Cocktails bedeuten für mich schön gemischte Farben und Farbverläufe, von tropisch Rot-Gelb über Azurblau mit Meerassoziationen bis hin zu grellem Grün. Und das Schirmchen darf auch nicht fehlen. (Ja, ich kaufe mir Drinks häufig nur um sie mir minutenlang anzuschauen   )

An deiner Stelle würde ich mir Inspirationen von den Bacardi-Seiten holen, die haben schöne Kombinationen.

Wenn du es minimalistisch halten willst: wie wäre es mit einem mit 3 Eiswürfeln gefüllten Glas. Das schön fotografiert kann auch ein guter Orientierungspunkt für die farbliche Gestaltung sein.

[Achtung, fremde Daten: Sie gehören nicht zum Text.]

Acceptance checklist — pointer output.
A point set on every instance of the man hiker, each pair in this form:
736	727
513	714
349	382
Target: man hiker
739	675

Noch eine Möglichkeit wäre natürlich der in letzter Zeit sehr beliebte Vektorstil, bei dem du dann aber knallige Farben und Partyatmosphäre rüberbringen solltest.


Duddle


----------



## kle-ben (5. Juni 2005)

Also ich muss sagen die Farbauswahö beige bordeaux
sieht wirklich sehr sehr edel aus. Aller dings dachte ich
daran ein wallpaper mit verschiedenen Cocktails zu machen
und dises dann in 50x59 bilder zu schneiden und versetzt 
als Banner zu benutzen. Da wird die Umsätzung mit dem
Beige als Hintergrund etwas schwer, oder besser gesagt
vielleicht etwas unpassend.. muss ich mal ausprobieren.

Bei der Auswahl beide Möglichkeiten anzubieten ist natürlich
auch eine Option an die ich noch garnicht gedacht hab...

Danke soweit, ich werd in den nächsten paar Tagen wohl mal 
ganz viele Cocktails machen und ein wallpaper erstellen.

Vielen dank soweit, und wenn noch irgendjemand irgendwelche 
Kreativen bezüglich so einer Seite hat, dann bitte einfach posten 

Gruß Benny


----------



## Gnitze (5. Juni 2005)

Beige-bordeux? Fühl mich geehrt, das sind meine Farben...   

Aber back to Topic:
Für Cocktail würde ic heni frisches Gelb als Basis nehmen. Dann andere kräftige aber kontrastreiche Farben (grün, orange rot, helles blau, ...). Die Farben kann man vielleicht noch sinnvoll kategorisieren (violett für ganz harte Sachen, grün für fruchtig, orange für Milchbasierendes, ...)

Was noch raus müsste: Dein Zähler und evtl. die Links.
Wieviele Visits und Views du hattest siehst Du sowieso. Wieso müssen das andere sehen. Und die Links haben nur zwei Eigenschaften:
a) Deine verlinkten Kumpel fühlen sich geehrt
b) Du lädst Deine Besucher geradezu dazu ein, Deine Seite wieder zu verlassen.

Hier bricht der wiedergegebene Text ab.